Le 6 mai 2026, des membres d’équipage vêtus de combinaisons de protection quittent le port à bord d’un bateau-ambulance en direction du paquebot MV Hondius, alors qu’il est à l’arrêt au large du port de Praia, la capitale du Cap-Vert.
/ PHOTO AFP
« Une personne est actuellement traitée à l’Hôpital universitaire de Zurich (USZ) pour une infection au hantavirus. Cet homme voyageait sur le bateau de croisière où plusieurs cas d’infections sont apparus », a indiqué le ministère dans un communiqué, qui ajoute que « cet homme et son épouse revenaient d’un voyage en Amérique du Sud fin avril ».
De retour d’un voyage en Amérique du Sud
Dans son communiqué, le ministère suisse n’a pas précisé à quelle période cet homme se trouvait à bord du navire, ni à quel moment et dans quelles conditions il l’avait quitté.
« Cet homme et son épouse revenaient d’un voyage en Amérique du Sud fin avril », a indiqué le ministère suisse, ajoutant qu’il « voyageait sur le bateau de croisière où plusieurs cas d’infections sont apparus ».
Ce navire, le MV Hondius, reliait Ushuaïa, en Argentine, à l’archipel du Cap-Vert, au large de la côte ouest africaine. L’expédition a quitté Ushuaïa le 1er avril, et est immobilisée depuis dimanche près du port de la capitale capverdienne.
Trois personnes, – un couple de Néerlandais et une Allemande qui ont voyagé à bord du MV Hondius – sont mortes depuis le début de la croisière, selon l’Organisation mondiale de la Santé (OMS).
L’homme testé positif en Suisse est « actuellement traité à l’Hôpital universitaire de Zurich (USZ) pour une infection au hantavirus ».
Un test effectué dans le laboratoire de référence des Hôpitaux universitaires de Genève (HUG) s’est révélé positif au virus des Andes, un hantavirus présent en Amérique du Sud.

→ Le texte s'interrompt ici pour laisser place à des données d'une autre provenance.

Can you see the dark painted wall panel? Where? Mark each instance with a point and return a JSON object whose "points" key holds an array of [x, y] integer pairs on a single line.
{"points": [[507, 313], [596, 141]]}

L’homme s’est présenté à l’hôpital de Zurich après avoir ressenti des symptômes de la maladie, selon le ministère suisse. Auparavant, il avait consulté son médecin de famille par téléphone. Il y a immédiatement été placé en isolement.

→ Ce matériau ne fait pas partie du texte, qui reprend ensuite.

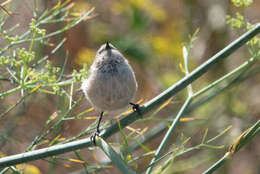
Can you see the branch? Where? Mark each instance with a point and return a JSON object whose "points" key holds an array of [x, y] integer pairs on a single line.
{"points": [[132, 117]]}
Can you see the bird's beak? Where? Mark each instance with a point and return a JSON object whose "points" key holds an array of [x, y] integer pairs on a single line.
{"points": [[108, 47]]}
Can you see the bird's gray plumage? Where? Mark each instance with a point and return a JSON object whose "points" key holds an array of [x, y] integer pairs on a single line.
{"points": [[111, 84]]}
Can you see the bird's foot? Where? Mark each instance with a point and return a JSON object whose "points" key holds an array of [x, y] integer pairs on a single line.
{"points": [[93, 137], [136, 108]]}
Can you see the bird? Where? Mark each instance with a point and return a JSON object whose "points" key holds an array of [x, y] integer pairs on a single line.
{"points": [[111, 84]]}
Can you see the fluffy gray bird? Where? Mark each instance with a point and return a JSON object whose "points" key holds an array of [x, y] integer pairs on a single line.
{"points": [[111, 84]]}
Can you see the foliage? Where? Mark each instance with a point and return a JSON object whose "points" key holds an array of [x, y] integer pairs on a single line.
{"points": [[27, 73]]}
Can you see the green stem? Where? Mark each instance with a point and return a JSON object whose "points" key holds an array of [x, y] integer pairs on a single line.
{"points": [[168, 134], [114, 157], [132, 117]]}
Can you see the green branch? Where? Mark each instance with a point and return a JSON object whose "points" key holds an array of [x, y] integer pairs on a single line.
{"points": [[130, 118]]}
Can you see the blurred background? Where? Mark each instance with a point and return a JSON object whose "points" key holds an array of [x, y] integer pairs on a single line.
{"points": [[151, 35]]}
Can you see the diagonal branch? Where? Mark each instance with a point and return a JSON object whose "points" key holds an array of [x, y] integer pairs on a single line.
{"points": [[130, 118]]}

Son épouse, qui « ne présente jusqu’ici aucun symptôme […] s’est placée en isolement pour des raisons de sécurité », a expliqué le ministère suisse.
Les autorités cherchent à savoir si le patient a eu des contacts avec d’autres personnes alors qu’il était malade.

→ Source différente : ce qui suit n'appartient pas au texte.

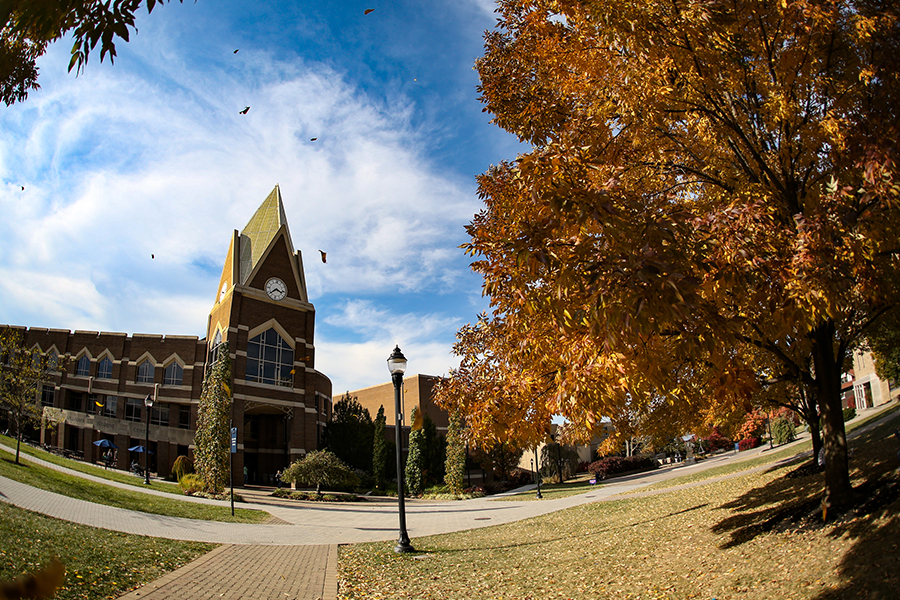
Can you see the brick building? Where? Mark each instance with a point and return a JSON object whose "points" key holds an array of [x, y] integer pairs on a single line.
{"points": [[261, 308]]}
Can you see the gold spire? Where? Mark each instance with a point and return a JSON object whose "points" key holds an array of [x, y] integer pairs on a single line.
{"points": [[260, 230]]}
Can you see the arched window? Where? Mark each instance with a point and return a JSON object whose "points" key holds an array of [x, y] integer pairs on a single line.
{"points": [[104, 368], [83, 366], [270, 359], [214, 349], [145, 372], [174, 374]]}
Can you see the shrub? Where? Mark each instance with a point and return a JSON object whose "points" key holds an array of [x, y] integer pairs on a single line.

Le ministère suisse rappelle que « contrairement aux hantavirus européens, qui se transmettent via les déjections de rongeurs infectés, le variant américain peut se transmettre d’une personne à une autre, bien que les cas soient rares ». Mais il souligne que les transmissions sont possibles uniquement « en cas de contact étroit ».
Il estime donc qu' »il est peu probable que d’autres cas surviennent en Suisse » et considère que « le risque pour la population est faible ».